I read As I Lay Dying, by William Faulkner, in college—the only Faulkner I’ve ever read. As it happens, I should have read more because Faulkner’s ghosts are everywhere in the South, and I felt a bit sad visiting so many landmarks devoted to him without fully appreciating his genius.
I visited Lafayette County, Mississippi, the inspiration for his fictional Yoknapatawpha County, and the lovely little city of Oxford, Mississippi–home to Ole Miss–where I was able to see the house in which he resided for thirty years and wrote many of his novels. Here it is:
It’s called Rowan Oak, and it’s nestled right in the middle of an idyllic neighborhood just a few blocks from Oxford’s town square, which, if it hasn’t already been the setting for a movie, certainly should be. (It was the setting for the Bob Dylan song “Oxford Town,” about the race riots of 1962, but that might not be its proudest moment.)

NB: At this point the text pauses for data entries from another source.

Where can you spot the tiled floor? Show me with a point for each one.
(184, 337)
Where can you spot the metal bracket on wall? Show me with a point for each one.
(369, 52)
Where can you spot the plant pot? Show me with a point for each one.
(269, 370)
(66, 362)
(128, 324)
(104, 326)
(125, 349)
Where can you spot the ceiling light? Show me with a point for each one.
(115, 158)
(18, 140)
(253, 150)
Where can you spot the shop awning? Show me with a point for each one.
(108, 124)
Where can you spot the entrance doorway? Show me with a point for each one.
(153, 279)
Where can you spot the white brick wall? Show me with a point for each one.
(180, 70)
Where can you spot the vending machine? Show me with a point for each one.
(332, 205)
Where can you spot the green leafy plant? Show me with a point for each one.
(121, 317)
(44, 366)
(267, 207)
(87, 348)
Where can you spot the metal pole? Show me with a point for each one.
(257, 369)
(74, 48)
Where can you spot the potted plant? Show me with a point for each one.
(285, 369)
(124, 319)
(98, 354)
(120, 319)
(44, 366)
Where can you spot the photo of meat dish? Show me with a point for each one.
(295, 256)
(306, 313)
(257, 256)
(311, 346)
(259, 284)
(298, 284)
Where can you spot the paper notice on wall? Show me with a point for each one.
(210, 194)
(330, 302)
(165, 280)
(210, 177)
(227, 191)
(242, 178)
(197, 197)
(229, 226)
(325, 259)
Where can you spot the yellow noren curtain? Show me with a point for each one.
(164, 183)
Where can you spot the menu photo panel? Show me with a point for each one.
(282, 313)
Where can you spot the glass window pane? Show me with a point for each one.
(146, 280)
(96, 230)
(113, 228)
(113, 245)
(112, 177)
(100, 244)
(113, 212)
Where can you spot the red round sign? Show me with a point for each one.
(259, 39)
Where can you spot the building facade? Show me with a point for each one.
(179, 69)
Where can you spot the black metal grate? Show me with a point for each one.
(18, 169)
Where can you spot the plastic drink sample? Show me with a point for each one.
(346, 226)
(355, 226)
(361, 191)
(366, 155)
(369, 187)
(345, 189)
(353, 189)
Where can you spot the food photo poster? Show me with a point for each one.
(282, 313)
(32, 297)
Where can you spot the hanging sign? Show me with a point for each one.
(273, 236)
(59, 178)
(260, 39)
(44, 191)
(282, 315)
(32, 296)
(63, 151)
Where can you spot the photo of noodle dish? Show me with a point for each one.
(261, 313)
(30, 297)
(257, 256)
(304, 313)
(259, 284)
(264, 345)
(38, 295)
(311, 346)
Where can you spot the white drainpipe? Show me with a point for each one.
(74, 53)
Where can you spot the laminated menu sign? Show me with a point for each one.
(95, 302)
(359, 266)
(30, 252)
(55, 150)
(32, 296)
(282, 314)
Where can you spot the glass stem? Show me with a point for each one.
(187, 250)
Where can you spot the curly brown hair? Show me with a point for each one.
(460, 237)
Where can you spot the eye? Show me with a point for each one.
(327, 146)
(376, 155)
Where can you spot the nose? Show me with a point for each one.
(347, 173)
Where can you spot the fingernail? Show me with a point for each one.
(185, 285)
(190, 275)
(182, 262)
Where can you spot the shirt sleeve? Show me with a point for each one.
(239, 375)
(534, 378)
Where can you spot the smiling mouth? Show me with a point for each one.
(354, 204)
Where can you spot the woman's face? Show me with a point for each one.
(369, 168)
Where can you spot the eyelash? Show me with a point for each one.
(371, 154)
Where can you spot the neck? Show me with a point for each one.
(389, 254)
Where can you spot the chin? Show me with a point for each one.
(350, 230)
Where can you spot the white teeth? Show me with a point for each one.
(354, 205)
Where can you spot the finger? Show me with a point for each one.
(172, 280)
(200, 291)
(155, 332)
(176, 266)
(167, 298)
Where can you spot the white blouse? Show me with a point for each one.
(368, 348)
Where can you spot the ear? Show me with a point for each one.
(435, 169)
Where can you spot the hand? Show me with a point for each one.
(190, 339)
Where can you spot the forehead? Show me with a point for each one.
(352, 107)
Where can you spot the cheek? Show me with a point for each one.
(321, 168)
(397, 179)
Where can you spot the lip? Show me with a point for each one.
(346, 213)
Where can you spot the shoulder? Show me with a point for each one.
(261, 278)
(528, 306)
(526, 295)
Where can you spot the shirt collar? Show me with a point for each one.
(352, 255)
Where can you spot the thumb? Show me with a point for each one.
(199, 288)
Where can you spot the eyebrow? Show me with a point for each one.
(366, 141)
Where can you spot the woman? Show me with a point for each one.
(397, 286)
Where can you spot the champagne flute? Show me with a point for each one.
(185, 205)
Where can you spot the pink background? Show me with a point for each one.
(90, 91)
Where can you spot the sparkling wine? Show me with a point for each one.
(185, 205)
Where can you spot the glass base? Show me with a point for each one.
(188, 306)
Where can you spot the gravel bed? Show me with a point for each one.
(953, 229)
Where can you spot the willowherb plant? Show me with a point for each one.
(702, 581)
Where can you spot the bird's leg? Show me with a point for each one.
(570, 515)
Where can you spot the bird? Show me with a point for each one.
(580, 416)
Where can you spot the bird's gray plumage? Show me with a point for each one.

In New Orleans, we saw another of Faulkner’s former residences, which has now been converted into a very quaint bookstore called, appropriately enough, Faulkner House Books. It’s located right behind St. Louis Cathedral, in a shady alley next to a gated garden. It’s a very cool spot, and it has the coolest address ever: 624 Pirate’s Alley.
There are, of course, lots of other writers with connections to this part of the world, including Eudora Welty, Walker Percy, Robert Penn Warren, Anne Rice, and John Grisham. I don’t, however, have pictures of any of their houses.